Пока в их аэродромную команду по утрам на формировке втискивалось человек пять из «переменного состава». Они ни о чем не догадывались. И тайну перед ними никто не раскрывал.

— Возьмем Лупова,— назвал Девятаев.

Под Сталинградом капитан Михаил Лупов командовал группой разведчиков. Ходили по тылам, то дерзким налетом, то неслышно добывали для своего командования нужные сведения. Но в рукопашной схватке за линией фронта угодили капитану штыком в живот. Лупов, поправившись, бежал из плена к партизанам. Вновь — разведка. Попался в гестаповскую ловушку. В Заксенхаузене ждал очереди в крематорий, да вот по случайности попал сюда, на балтийский остров.

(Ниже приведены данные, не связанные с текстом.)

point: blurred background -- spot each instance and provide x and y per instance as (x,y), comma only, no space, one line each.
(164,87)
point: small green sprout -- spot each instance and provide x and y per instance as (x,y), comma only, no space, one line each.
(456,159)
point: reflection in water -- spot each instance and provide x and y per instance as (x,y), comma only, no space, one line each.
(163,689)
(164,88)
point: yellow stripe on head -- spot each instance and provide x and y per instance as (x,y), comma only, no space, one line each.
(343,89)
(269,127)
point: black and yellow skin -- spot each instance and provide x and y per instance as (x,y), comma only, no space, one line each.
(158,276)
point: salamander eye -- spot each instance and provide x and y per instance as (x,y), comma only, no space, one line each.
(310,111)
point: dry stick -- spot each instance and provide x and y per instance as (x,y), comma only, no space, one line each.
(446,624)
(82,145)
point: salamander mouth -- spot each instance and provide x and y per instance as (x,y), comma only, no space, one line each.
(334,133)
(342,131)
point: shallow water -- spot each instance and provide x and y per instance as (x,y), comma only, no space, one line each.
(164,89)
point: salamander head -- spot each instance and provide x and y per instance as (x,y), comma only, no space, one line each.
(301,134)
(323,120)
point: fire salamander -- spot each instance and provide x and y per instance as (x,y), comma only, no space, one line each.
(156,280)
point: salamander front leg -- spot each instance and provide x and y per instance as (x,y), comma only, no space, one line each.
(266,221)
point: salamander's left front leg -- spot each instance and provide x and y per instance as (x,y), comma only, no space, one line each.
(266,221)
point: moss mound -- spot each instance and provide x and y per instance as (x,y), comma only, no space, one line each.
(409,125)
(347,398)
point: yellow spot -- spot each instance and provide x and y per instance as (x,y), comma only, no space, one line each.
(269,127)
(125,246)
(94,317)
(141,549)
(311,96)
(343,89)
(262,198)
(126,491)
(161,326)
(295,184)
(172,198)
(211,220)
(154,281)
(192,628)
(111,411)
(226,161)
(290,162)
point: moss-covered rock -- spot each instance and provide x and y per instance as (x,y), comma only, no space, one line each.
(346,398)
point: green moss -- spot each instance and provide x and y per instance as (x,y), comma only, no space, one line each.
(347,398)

Девятаев намекнул Лупову про самолет. У капитана посветлели глаза.

Но через два дня…

Через два дня на Узедоме произошел «беспорядок».

Во время утренней поверки на аппельплаце не хватило одного русского из барака, в котором жил Девятаев, Пленных распускали, вновь строили, опять пересчитывали.

Одного не хватало…

В бараке охранники переворошили все, казалось, до последней соринки. Немцы рыскали по всему острову, прочесывали леса, ковырялись в выгребных ямах, в развалинах ангаров, обшарили все, что можно было обшарить.

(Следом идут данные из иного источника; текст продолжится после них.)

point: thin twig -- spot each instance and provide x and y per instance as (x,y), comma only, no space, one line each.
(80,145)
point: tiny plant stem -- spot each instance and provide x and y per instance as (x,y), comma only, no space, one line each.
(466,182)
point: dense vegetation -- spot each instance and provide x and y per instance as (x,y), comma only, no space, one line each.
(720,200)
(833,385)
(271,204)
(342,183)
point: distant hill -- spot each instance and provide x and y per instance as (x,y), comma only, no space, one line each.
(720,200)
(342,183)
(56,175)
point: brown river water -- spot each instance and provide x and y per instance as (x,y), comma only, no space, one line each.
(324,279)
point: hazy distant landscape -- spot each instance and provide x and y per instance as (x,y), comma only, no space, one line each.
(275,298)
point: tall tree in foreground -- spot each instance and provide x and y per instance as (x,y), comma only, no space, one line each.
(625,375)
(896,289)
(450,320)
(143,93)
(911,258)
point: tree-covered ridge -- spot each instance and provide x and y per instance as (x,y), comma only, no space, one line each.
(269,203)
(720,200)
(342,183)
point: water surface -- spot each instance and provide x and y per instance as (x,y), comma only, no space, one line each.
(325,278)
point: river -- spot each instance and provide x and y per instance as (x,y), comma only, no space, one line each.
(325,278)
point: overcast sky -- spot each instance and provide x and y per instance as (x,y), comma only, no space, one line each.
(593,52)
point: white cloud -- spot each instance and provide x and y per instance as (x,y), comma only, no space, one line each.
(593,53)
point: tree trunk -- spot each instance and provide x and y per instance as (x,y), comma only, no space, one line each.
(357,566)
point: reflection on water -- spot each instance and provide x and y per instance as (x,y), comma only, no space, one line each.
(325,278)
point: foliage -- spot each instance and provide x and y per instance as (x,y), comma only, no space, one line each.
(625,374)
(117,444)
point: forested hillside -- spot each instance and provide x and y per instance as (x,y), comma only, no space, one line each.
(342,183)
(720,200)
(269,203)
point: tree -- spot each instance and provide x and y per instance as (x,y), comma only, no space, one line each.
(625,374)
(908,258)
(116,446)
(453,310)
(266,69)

Хозяева понимали, что с острова ему не убежать. Эсэсовская служба верно и наделаю оберегала владения фон Брауна, защиту которого от диверсий и предательства взял на себя сам рейхсфюрер СС.

Нет, с Узедома ему дороги нет. Но ведь он русский!.. А русские!.. А беглец к тому же был в команде, которая заправляла топливом «фау». Если сверхсекреты просочатся с острова, это будет равно катастрофе…

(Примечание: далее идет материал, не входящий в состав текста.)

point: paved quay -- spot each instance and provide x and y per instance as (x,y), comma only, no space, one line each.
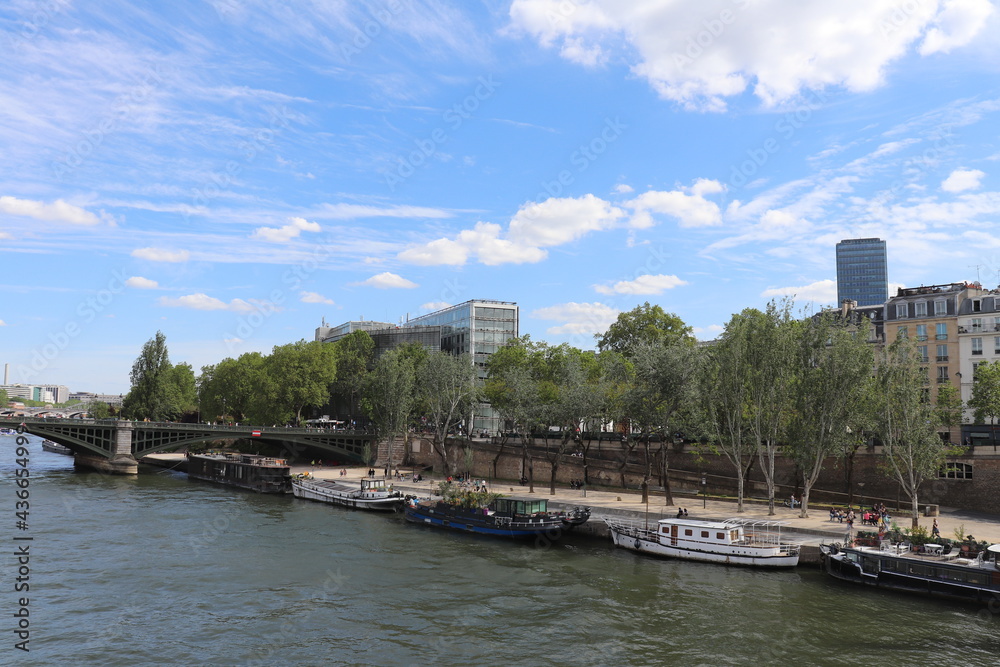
(611,502)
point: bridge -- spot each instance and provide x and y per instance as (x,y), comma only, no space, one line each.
(113,445)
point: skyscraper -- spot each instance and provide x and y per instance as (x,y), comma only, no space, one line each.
(862,275)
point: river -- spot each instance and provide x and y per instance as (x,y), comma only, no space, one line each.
(161,570)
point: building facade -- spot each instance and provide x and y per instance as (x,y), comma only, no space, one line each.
(862,272)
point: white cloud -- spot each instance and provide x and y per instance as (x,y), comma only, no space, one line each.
(161,255)
(961,180)
(645,284)
(578,318)
(201,301)
(823,292)
(57,211)
(534,227)
(956,25)
(286,233)
(431,306)
(314,297)
(141,283)
(388,280)
(688,205)
(701,55)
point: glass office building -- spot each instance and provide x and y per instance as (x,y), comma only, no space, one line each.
(862,273)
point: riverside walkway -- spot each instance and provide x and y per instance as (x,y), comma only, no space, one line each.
(612,502)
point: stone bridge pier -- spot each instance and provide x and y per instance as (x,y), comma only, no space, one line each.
(121,461)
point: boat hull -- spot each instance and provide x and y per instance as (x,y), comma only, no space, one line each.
(748,556)
(468,522)
(346,497)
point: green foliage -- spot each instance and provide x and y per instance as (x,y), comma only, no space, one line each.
(644,324)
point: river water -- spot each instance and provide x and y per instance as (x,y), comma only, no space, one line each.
(161,570)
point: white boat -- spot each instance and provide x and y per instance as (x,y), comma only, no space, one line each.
(373,494)
(731,542)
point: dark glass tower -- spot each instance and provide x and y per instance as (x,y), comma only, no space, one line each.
(862,275)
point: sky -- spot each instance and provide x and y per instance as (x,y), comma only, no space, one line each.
(234,172)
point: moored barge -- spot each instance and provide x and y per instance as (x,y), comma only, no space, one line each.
(263,474)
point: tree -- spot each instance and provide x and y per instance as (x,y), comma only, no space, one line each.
(151,376)
(355,353)
(665,381)
(985,399)
(449,387)
(388,396)
(644,324)
(911,447)
(301,374)
(833,366)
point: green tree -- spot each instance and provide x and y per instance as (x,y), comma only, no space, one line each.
(355,355)
(644,324)
(833,367)
(387,396)
(912,450)
(151,394)
(985,399)
(449,387)
(300,376)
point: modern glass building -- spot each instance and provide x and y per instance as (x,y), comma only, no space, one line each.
(862,273)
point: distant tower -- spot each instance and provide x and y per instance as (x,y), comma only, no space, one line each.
(862,273)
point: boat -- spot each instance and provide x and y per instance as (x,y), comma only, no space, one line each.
(947,573)
(263,474)
(56,448)
(502,517)
(730,541)
(373,494)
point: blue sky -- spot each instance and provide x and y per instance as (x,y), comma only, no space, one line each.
(232,172)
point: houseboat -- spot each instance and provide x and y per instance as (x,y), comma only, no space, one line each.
(947,573)
(373,494)
(503,517)
(56,448)
(263,474)
(731,542)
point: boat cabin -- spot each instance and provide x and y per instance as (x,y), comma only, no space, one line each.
(515,506)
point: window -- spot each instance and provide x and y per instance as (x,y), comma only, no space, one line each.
(954,470)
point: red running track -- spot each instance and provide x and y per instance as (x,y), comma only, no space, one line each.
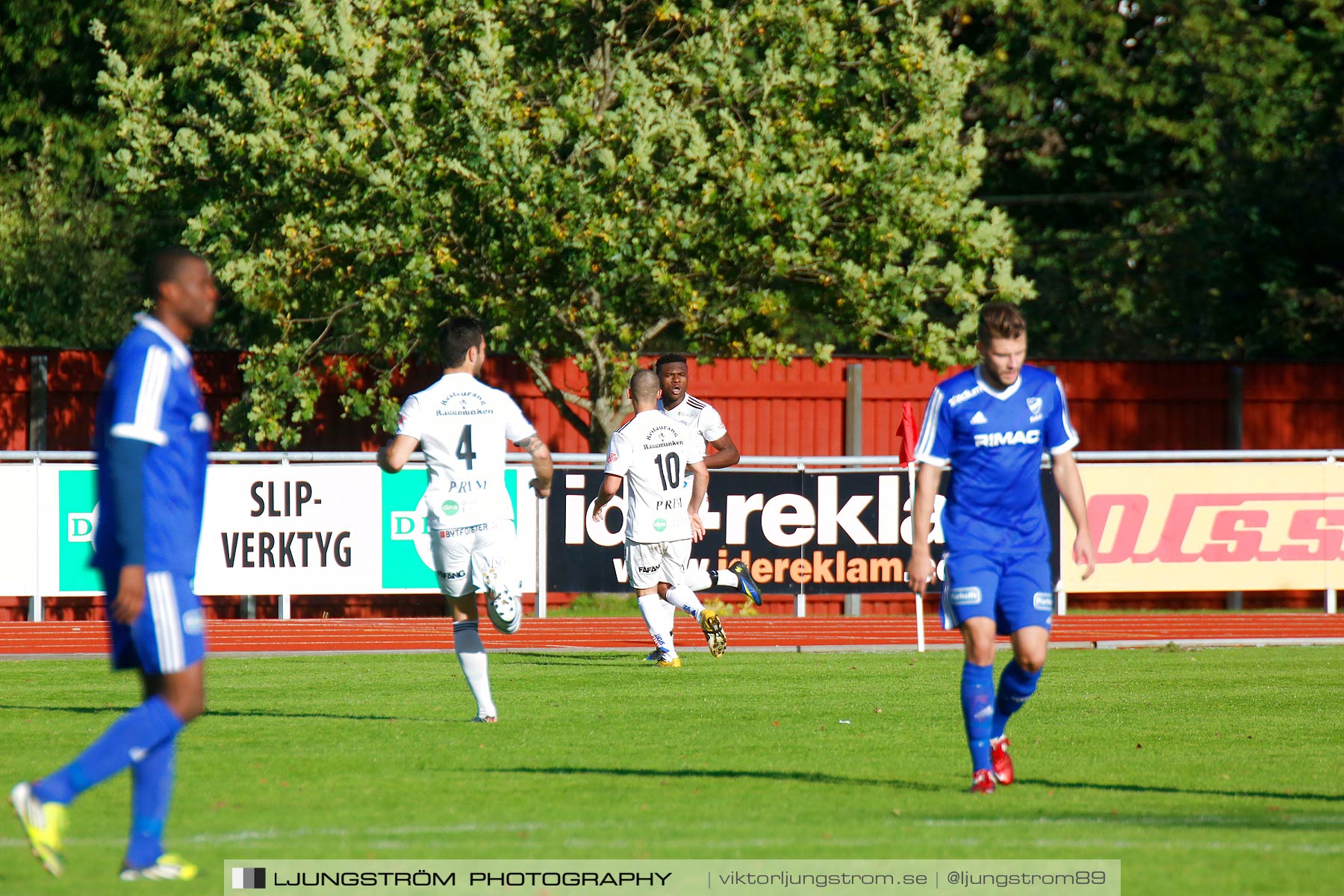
(745,633)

Рассвело, а пленных на работу не выводили.

Они толкались на плацу.

Снова приказали построиться на своих местах — у каждого на поверке оно было определенным.

Прошел слух: сейчас комендант — знали его привычку — будет расстреливать в строю каждого пятого или десятого. Ни пятым, ни десятым никому быть не хотелось. В строю заволновались.

Зычная, свирепая команда:

— Штильгештанген!

Каждый застыл там, где его застало это страшное слово.

Воцарилась тревожная тишина.

На вышках угрожающе задвигались стволы пулеметов.

Вышел толстоносый комендант.

— Кто помогайль убегайть преступник? — спросил, заглядывая в бумажку, на ломаном русском, без переводчика.— Где он взялся? Или ангель крыло небо?

Строй угрюмо, выжидающе молчал. Услышав про небо, Девятаев почувствовал на спине холодок мурашек.

— У вас был беспорядок. Я сделайт порядок.

Сунул бумажку в карман. Молча, неторопливо расстегнул кобуру. Неторопливо подул на вороненую сталь пистолета, будто смахивая пыль. Неторопливо прицелился. Пятый в строю упал, подогнув под себя руки.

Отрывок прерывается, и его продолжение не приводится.